目の前に広がるのは、何処までも青い海。
 今はもう誰でも航海できる、以前は「墓場」と呼ばれた海域。
 それを初めて見たのは、親父との航海のときだった。

 ある位置に来ると、船は錨を降ろして停泊する。
「キャプテン。これ以上は進めません」
「おいで」
 長い黒髪を後ろでひとつに括った男が、傍らにいる男の子の肩を抱いて引き寄せた。
「見てごらん。此処が全ての海賊達の聖地『海賊の墓場』だ」
「墓場?どうして墓場っていうの?」
「この海域に挑んだ者は誰一人として帰って来ていないんだよ。だからいつの間にか墓場と呼ばれる様になったんだ」
「どうして誰も帰ってこないの?」
「さあな。帰りたくないほど楽しいものがあるのかも。そしてお前がキャプテングラフを名乗れるぐらい大きくなったら、父さんも此処に挑むさ」
「……………」
 父は海の先を見つめて少年に語りかける。だが少年は押し黙ったまま、返事を返そうとはしない。
「どうした?」
「……僕…海賊なんてなりたくない……。大きくなったら物を売る人になりたいんだ……」
「そうか……。お前がそう思うのなら…‥自由にするといい」
 そう言った少年に、父は困ったような、寂しそうな笑顔を向けて、優しく頭を撫で続けた。
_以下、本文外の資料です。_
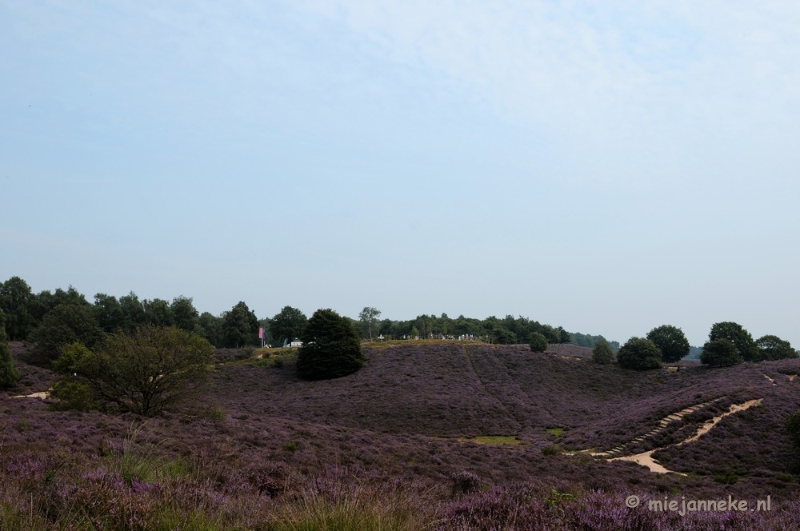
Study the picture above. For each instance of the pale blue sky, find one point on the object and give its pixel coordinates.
(607, 167)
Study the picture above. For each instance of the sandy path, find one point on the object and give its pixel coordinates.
(41, 395)
(646, 458)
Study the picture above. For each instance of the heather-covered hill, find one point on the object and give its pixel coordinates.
(475, 389)
(262, 439)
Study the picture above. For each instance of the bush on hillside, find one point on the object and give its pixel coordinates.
(330, 347)
(671, 341)
(538, 342)
(737, 335)
(146, 373)
(640, 354)
(720, 353)
(602, 353)
(774, 348)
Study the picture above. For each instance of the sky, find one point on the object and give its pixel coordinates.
(606, 167)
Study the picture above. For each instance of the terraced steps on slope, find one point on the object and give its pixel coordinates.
(662, 425)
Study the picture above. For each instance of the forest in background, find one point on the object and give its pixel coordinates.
(25, 311)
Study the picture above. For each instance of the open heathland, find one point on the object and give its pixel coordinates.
(439, 435)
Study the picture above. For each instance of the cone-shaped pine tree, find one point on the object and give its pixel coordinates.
(330, 347)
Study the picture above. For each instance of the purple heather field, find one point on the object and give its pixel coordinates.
(412, 441)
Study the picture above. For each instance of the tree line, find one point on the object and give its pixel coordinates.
(728, 344)
(33, 317)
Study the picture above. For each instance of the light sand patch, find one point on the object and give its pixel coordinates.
(646, 458)
(705, 428)
(40, 395)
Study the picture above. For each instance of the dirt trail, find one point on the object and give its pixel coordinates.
(662, 425)
(41, 395)
(646, 458)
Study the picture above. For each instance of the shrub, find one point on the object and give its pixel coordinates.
(602, 353)
(640, 354)
(145, 373)
(774, 348)
(330, 347)
(671, 341)
(720, 353)
(538, 342)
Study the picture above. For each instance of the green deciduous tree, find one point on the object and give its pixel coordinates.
(8, 375)
(720, 353)
(287, 324)
(602, 353)
(538, 342)
(737, 335)
(640, 354)
(671, 341)
(211, 328)
(147, 373)
(368, 316)
(774, 348)
(330, 347)
(61, 326)
(108, 312)
(239, 327)
(185, 316)
(16, 302)
(158, 313)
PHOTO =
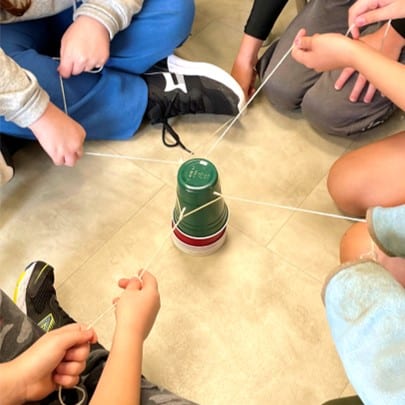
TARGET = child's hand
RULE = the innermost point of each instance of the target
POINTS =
(60, 136)
(321, 52)
(138, 305)
(84, 46)
(57, 358)
(365, 12)
(393, 44)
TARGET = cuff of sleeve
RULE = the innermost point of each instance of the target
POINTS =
(101, 15)
(32, 110)
(336, 271)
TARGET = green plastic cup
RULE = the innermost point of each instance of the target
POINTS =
(197, 180)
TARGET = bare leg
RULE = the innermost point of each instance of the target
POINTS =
(369, 176)
(357, 244)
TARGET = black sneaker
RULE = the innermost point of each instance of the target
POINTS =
(178, 87)
(6, 162)
(35, 295)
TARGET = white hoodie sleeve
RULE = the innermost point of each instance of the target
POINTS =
(22, 100)
(115, 15)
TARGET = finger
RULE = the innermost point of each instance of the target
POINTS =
(79, 153)
(79, 66)
(134, 284)
(343, 78)
(71, 368)
(123, 282)
(65, 67)
(78, 353)
(357, 88)
(303, 43)
(66, 381)
(368, 97)
(149, 281)
(372, 16)
(70, 160)
(297, 40)
(73, 335)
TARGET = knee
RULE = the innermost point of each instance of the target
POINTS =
(348, 187)
(182, 20)
(280, 95)
(356, 244)
(322, 113)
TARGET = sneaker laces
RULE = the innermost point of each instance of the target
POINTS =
(169, 130)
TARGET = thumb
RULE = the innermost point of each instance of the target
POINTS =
(75, 334)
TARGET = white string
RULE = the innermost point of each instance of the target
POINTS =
(115, 156)
(287, 207)
(202, 207)
(174, 227)
(248, 102)
(387, 28)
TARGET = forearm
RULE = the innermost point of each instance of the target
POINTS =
(10, 391)
(249, 49)
(121, 377)
(387, 75)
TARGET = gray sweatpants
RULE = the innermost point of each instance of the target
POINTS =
(18, 332)
(294, 86)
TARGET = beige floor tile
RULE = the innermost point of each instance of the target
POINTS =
(245, 325)
(310, 241)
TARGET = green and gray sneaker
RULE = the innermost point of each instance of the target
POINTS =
(35, 295)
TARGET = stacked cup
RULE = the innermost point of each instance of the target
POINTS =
(203, 231)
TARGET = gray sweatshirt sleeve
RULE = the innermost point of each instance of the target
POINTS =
(115, 15)
(22, 100)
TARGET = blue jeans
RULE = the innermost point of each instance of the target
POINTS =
(111, 104)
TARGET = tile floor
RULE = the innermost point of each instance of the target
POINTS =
(243, 326)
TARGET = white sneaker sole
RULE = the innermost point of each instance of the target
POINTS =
(188, 68)
(6, 171)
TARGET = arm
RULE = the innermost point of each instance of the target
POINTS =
(57, 358)
(333, 51)
(365, 12)
(262, 17)
(86, 43)
(389, 43)
(136, 312)
(26, 104)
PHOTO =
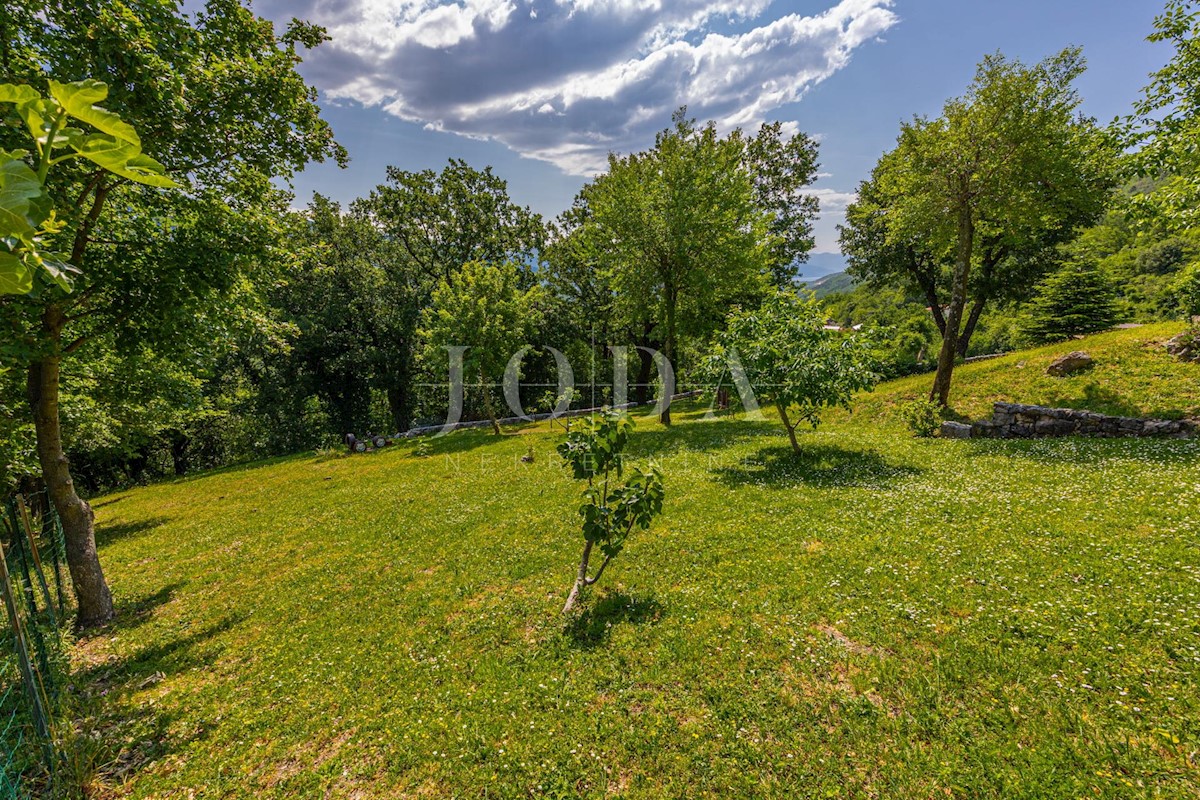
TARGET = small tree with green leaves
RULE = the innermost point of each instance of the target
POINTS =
(792, 362)
(28, 217)
(1077, 300)
(484, 308)
(1186, 289)
(612, 504)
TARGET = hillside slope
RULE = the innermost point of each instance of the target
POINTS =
(1133, 377)
(880, 615)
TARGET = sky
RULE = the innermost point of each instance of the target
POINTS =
(543, 90)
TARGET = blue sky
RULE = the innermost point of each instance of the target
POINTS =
(543, 89)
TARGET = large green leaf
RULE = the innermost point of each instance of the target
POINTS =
(15, 94)
(123, 158)
(19, 194)
(15, 276)
(78, 100)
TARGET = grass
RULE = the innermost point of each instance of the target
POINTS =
(880, 617)
(1133, 376)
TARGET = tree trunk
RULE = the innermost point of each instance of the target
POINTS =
(791, 428)
(91, 593)
(646, 362)
(581, 579)
(487, 407)
(941, 390)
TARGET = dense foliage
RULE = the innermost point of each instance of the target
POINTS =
(1073, 301)
(783, 354)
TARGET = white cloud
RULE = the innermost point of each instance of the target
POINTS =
(569, 80)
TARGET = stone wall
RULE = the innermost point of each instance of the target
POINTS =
(1017, 421)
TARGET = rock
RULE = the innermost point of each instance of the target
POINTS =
(1186, 347)
(955, 431)
(1069, 364)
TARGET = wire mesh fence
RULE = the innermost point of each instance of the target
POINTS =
(33, 660)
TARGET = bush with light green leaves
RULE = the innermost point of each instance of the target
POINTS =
(613, 505)
(28, 217)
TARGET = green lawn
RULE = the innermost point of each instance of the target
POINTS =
(1133, 376)
(881, 617)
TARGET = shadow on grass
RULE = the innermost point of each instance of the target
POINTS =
(594, 624)
(1090, 450)
(123, 733)
(820, 465)
(691, 433)
(107, 534)
(133, 612)
(1107, 401)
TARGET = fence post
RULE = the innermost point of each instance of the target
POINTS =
(36, 697)
(37, 558)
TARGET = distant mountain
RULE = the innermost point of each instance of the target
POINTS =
(831, 284)
(820, 265)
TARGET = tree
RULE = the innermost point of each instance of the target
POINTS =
(783, 170)
(1077, 300)
(444, 220)
(484, 308)
(971, 205)
(681, 232)
(219, 103)
(1186, 289)
(792, 362)
(1165, 124)
(594, 450)
(437, 222)
(28, 216)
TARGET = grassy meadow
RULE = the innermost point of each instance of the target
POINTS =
(881, 617)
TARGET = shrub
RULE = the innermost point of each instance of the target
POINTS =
(922, 416)
(611, 509)
(1186, 289)
(792, 362)
(1077, 300)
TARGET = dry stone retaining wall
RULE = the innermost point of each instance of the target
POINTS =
(1018, 421)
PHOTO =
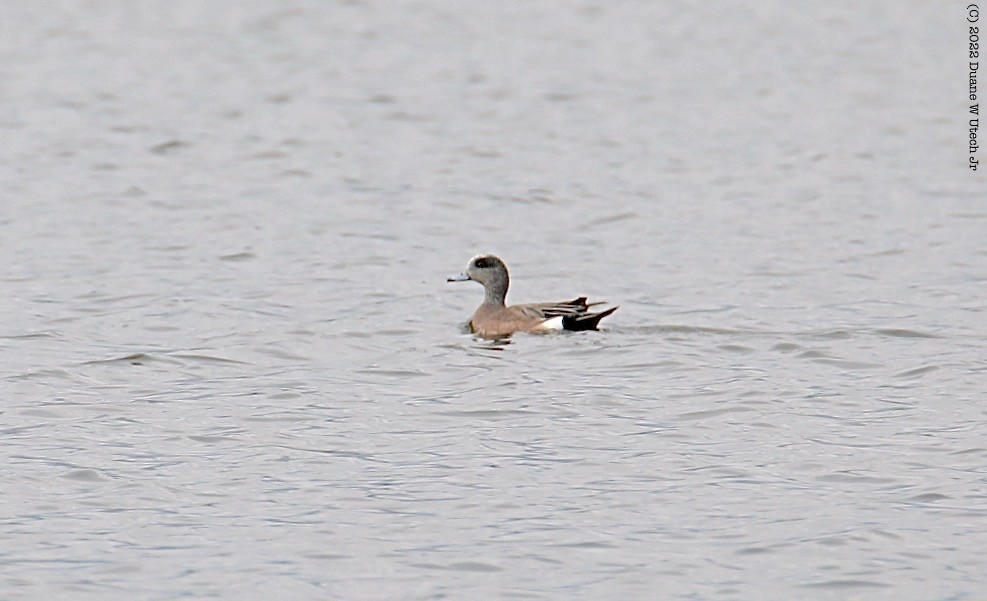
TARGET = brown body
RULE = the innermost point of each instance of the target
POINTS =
(493, 318)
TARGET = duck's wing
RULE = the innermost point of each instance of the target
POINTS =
(577, 306)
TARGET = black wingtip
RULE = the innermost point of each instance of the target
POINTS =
(588, 321)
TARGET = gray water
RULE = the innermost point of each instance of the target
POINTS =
(232, 367)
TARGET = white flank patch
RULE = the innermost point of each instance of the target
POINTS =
(554, 323)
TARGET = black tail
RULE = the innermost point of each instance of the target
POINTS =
(586, 321)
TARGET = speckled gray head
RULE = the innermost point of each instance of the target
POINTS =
(490, 271)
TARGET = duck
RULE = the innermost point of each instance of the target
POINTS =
(494, 318)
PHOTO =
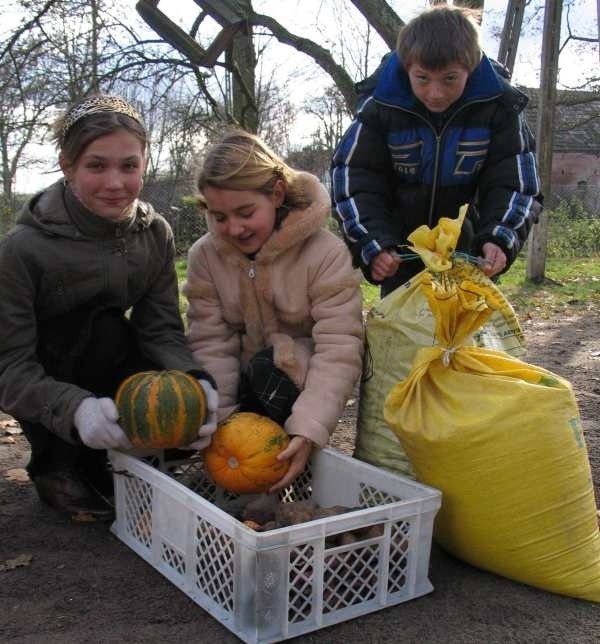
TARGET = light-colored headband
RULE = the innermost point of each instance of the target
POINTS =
(95, 104)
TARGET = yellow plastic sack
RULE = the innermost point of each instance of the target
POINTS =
(401, 324)
(503, 441)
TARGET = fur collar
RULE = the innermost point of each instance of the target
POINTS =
(298, 226)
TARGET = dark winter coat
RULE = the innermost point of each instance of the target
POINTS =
(396, 168)
(61, 259)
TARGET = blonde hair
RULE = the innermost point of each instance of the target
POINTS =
(242, 161)
(439, 37)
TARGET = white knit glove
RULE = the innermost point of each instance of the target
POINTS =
(96, 422)
(206, 431)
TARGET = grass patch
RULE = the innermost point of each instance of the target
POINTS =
(570, 286)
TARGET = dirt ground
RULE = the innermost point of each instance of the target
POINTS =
(78, 583)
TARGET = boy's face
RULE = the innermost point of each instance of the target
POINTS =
(440, 88)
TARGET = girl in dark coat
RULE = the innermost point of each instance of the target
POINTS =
(83, 253)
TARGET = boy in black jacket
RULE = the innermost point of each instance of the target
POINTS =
(441, 127)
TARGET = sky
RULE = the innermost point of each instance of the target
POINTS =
(315, 19)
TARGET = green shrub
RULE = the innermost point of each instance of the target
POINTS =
(572, 232)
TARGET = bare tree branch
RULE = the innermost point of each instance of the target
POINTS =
(26, 27)
(382, 18)
(319, 54)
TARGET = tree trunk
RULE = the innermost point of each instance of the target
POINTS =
(536, 258)
(507, 52)
(241, 58)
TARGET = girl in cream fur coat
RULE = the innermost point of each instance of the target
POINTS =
(274, 303)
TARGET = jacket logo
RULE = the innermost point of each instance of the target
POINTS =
(470, 156)
(407, 158)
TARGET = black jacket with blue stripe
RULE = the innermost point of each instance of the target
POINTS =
(396, 168)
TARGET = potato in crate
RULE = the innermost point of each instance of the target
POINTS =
(273, 585)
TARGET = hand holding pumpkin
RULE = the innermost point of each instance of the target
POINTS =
(96, 422)
(297, 452)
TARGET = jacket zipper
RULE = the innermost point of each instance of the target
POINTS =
(252, 275)
(438, 141)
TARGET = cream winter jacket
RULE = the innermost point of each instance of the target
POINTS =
(299, 295)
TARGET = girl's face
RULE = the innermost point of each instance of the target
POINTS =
(438, 89)
(107, 177)
(245, 218)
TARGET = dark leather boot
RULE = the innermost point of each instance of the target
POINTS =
(67, 492)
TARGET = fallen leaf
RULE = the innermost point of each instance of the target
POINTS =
(8, 422)
(17, 562)
(16, 474)
(83, 517)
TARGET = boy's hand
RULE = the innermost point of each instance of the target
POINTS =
(384, 265)
(298, 452)
(495, 259)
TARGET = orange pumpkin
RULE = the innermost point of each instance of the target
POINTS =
(242, 455)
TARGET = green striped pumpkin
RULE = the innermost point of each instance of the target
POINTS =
(161, 409)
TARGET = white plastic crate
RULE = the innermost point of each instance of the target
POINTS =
(270, 586)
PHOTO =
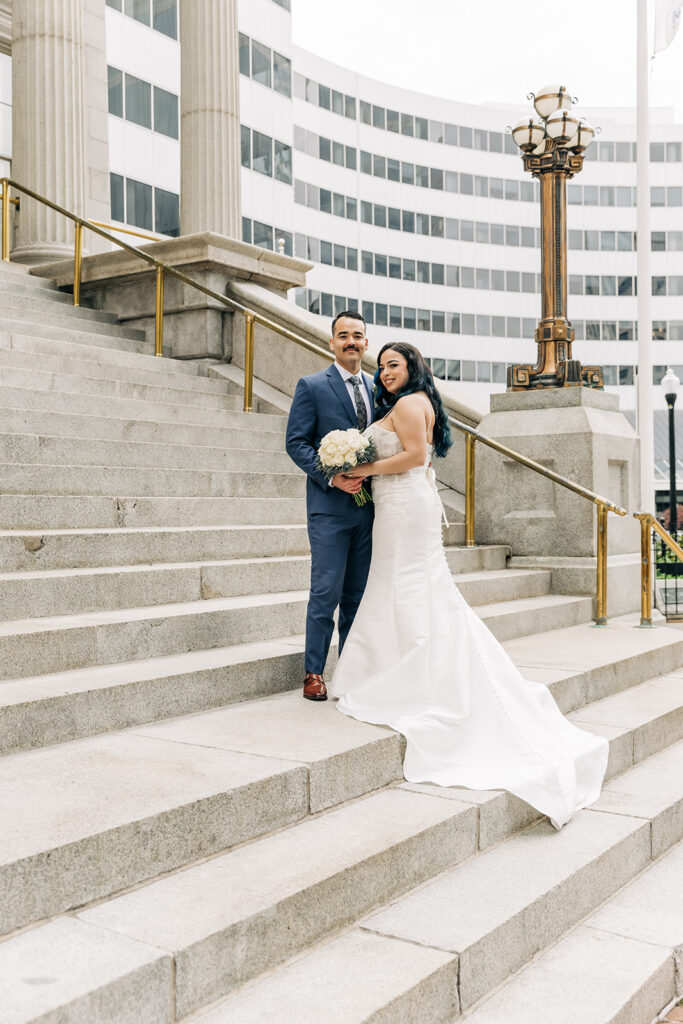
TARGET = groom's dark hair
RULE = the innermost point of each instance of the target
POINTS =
(352, 313)
(419, 379)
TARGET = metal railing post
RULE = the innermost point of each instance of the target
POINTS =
(5, 220)
(78, 261)
(249, 361)
(469, 489)
(159, 312)
(645, 573)
(601, 590)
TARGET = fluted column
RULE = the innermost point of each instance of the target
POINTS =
(210, 163)
(48, 134)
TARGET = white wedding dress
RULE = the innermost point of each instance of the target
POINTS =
(419, 659)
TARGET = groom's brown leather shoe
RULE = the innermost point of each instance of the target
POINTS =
(313, 687)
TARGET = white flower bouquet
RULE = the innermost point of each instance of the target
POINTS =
(341, 451)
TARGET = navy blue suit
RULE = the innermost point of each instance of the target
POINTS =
(339, 530)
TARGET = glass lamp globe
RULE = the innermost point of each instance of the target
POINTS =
(583, 137)
(670, 386)
(562, 126)
(527, 133)
(551, 97)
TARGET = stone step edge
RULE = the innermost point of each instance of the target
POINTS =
(80, 350)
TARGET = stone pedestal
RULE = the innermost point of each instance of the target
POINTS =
(48, 131)
(210, 162)
(581, 434)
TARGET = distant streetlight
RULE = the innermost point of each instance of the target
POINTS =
(553, 141)
(670, 386)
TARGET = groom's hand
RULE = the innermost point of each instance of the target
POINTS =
(346, 483)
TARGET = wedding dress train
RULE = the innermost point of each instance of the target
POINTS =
(419, 659)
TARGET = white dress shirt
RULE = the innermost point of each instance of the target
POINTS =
(346, 376)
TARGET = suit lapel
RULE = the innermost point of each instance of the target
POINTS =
(340, 389)
(369, 387)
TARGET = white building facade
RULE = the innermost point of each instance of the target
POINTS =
(414, 209)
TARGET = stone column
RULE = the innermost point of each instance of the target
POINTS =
(48, 134)
(210, 161)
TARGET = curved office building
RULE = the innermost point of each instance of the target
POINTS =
(414, 209)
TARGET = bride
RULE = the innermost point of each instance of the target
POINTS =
(419, 659)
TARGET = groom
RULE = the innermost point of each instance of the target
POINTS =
(339, 530)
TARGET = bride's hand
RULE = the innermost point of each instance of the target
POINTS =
(359, 472)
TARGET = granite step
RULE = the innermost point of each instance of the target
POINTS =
(68, 592)
(112, 337)
(71, 592)
(59, 643)
(492, 928)
(62, 324)
(621, 965)
(275, 902)
(248, 431)
(76, 348)
(45, 512)
(16, 305)
(17, 478)
(27, 551)
(162, 372)
(168, 389)
(47, 400)
(55, 451)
 誰よりも強くて偉大な男だった親父。親父の様なキャプテンになるのが夢だった。
 だが俺がキャプテンになったら、親父は墓場に向かうといった。
 跡を継げば、親父は自分の前からいなくなってしまう。
 跡を継がなければ親父は何時までも俺の傍にいてくれる。
 そう思ったから「商人になりたい」なんて嘘をついた。
 それがガキの浅知恵だったと知ったのは、その航海が終わった後。
 あの航海の後、眠っている俺を残して親父は墓場へと行ってしまった。
 自分を暖かく包み込んでくれる『大事な場所』を失いたくなくてついた嘘だったのに……。
 その嘘で『大事な場所』を失った。
 何故あの時、素直に跡を継ぐと言わなかったのか……。
 心を偽らなければ、彼は俺が青年になるまでは傍に居てくれたはず。
 何者にも縛られない海賊であった彼を縛ろうとした報いを…今、受けている。

 親父がいなくなったあの日から、俺は泣くのを止めた。
 親父の残した物を一つも失わないために、強くなるために泣くまいと誓った。
 いつか親父が帰ってきたとき、「よくやった」と褒めて貰いたくて……。

「必ず帰る」その言葉を信じて来たのに、島に上陸した俺を待っていたのは
 『大事な場所』がもう二度と戻ってこないという……残酷なまでの現実。
 辛くて、悲しくて……泣き叫びたいのに、何故か涙は流れない。
 幼い日の誓いが、感情を表に出すことを妨げていて……。
 行き場のない想いに心が引き裂かれそうになったとき。
「グラフ……ムリするな…俺がお前の傍にいるから…泣けばいいんだ……」
 優しい声が聞こえて…後ろからそっと抱きしめられた。
 ずっと誰かに言って欲しかった言葉。その言葉に、幼い日の誓いは破れて……涙が溢れた。
「それに、あの島に居なかったからって、死んでいるとは限らねェだろ? 
ひょっとしたら激道の向こうにいるかもしんねェぜ?
だから…動力石を手に入れたら、二人で探しにいこうぜ。な?」
 副長の二人さえ分からない俺の心を、どうしてこいつはいとも簡単に見抜くのだろう。
 いつもは俺をからかってばかりいるくせに…何かあったときには俺の一番望む言葉をくれる。
 耳に心地よく響くその声と、抱きしめられた体から伝わる心臓の鼓動を、遠い昔に聞いた様な気がした。
 バーツに抱きしめられる心地よさ。それは親父に抱きしめられたときと同じ心地よさで。
 そして気づいた。バーツは俺が初めて自分で手に入れた『大事な場所』なのだと言うことに。
 
 そして俺は前へと進む。
 自分で手に入れた『大事な場所』を失わないために。
 遠い昔に失くした『大事な場所』を取り戻すために、新たな誓いを胸に秘めて。







Fin

虹の街にパパがいると信じていたので
結構ショックはでかかったです・・。
グラフはバーツの包容力のでかさに
惹かれたんだろうと思ってます。